The place beyond the pines - 8/10

Par Aelezig

Un film de Derek Cianfrance (2013 - USA) avec Ryan Gosling, Bradley Cooper, Eva Mendes, Dane DeHaan, Emory Cohen, Ben Mendelsohn, Rose Byrne, Mahershalalhashbaz Ali, Harris Yulin, Ray Liotta, Bruce Greenwood

Noir et beau, comme une tragédie antique.

L'histoire : Luke est un jeune motard, solitaire, qui utilise son talent dans un cirque ambulant, cascadeur dans des sphères. Alors qu'il se trouve dans la ville de son enfance, il reçoit la visite de son ex-petite amie, Romina, qu'il a quittée. Parce que. Parce qu'il n'était pas mûr, sans doute, encore trop épris de liberté et de désirs fous. Il découvre que Romina était enceinte lorsqu'il est parti et il a soudain une révélation : il veut cet enfant, il veut cette femme, il veut avoir une famille. Mais Romina est en couple désormais et semble être heureuse. Peu importe, il va la reconquérir. Un ami le convainc que seul l'argent aura le dernier mot, il lui en faut, là tout de suite, et après ils pourront mener la vie qu'ils veulent ; il lui "apprend" à braquer des banques... Il va croiser la route d'un policier. Un policier très ordinaire...

Mon avis : Quel film magnifique ! Empreint d'une sourde mélancolique, allant parfois jusqu'au malaise.
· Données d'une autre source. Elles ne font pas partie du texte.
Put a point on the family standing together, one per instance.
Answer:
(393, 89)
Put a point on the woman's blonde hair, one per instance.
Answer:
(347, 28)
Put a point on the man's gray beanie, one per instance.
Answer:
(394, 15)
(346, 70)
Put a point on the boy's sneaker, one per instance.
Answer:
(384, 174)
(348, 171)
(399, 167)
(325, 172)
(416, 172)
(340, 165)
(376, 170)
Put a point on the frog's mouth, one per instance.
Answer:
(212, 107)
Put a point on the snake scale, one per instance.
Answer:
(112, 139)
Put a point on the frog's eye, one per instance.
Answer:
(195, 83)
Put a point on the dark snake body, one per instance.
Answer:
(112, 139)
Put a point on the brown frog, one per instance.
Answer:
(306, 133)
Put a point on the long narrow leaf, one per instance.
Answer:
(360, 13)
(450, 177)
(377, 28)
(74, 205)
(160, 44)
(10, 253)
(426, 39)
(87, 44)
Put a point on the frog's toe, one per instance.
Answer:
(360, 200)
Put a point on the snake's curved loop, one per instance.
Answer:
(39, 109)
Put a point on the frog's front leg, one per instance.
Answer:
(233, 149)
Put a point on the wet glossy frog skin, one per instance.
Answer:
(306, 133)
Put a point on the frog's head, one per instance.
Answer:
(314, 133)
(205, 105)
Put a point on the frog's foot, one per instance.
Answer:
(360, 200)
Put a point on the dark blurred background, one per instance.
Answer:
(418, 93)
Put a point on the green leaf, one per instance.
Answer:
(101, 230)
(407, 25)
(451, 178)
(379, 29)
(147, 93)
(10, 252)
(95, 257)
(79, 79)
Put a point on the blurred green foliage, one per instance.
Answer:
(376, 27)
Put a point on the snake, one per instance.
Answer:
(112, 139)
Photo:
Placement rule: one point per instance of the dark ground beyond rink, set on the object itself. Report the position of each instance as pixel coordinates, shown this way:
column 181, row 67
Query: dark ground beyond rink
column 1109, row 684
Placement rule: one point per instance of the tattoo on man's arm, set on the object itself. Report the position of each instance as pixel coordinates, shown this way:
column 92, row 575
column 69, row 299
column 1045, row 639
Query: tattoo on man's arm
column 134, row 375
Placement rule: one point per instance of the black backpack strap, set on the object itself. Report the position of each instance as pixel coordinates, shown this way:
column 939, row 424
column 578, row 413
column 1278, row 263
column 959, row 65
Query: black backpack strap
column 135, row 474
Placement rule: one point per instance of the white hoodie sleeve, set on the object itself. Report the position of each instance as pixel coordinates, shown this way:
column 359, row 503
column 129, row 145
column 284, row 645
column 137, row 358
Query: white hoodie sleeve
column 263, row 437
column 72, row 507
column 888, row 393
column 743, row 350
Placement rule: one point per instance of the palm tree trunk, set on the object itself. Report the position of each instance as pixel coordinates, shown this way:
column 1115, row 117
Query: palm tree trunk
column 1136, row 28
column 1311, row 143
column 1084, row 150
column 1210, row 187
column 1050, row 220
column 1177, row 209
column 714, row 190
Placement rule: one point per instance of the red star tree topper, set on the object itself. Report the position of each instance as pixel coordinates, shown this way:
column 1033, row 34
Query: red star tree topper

Denses et sensibles, profonds et fragiles, les personnages m'ont tous bouleversée !

Et j'adore ces histoires, ces scénarios implacables, parfaitement écrits, où les engrenages du hasard ou du destin, appelons-les comme on veut, font se croiser des gens qui n'avaient rien en commun et dont la vie va être irrémédiablement changée, ainsi que celle de leurs proches. Cianfrance maîtrise d'un bout à l'autre son histoire, depuis la vie d'un jeune homme pauvre jusqu'à celle de son fils, avec entre les deux, amours contrariées, délinquance ordinaire et corruption policière, la mort en plein vol et l'ascension politique, un adolescent sans père, un autre sans repères... Le tout forme un triptyque : Luke ; Avery ; leurs fils. De l'humain, rien que de l'humain. Du rude, qui vous secoue les tripes. Magnifié par une caméra vive, sans concession, et pourtant nette, précise, esthétique.

Le scénario révèle plein de surprises et tient en haleine. Un homme qui meurt, alors qu'on ne s'y attendait pas du tout. Un autre qui semble fragile et influençable, qui se montrera soudain ambitieux et carriériste, des enfants paumés qui n'auraient jamais dû se rencontrer mais sympathisent... Plusieurs thèmes sont abordés ; la société schizophrène, affichant le visage du bien, mais cachant moult turpitudes : aux actes délictueux et condamnables de Luke s'opposent les ripoux, impunis voire protégés ; la délinquance étant des deux côtés, la mort du "voyou" prend soudain un nouveau sens. Quelle hypocrisie, quelle injustice ! La paternité ; qui est le père, celui qui vous élève, ou celui que l'on ne connaît pas et que l'on idéalise ; a-t-on récupéré ses gènes ou n'est-ce que le fruit du hasard et de l'imitation ? qui est l'orphelin laissé à lui-même, celui qui est  élevé par un homme bien mais ne peut s'affranchir de l'absence de celui qu'il n'a pas connu, ou celui qui grandit avec un père par intérim, qui n'a que peu de temps à lui consacrer ? Né chez les pauvres, né chez les riches... peut-on échapper à sa "destinée" ?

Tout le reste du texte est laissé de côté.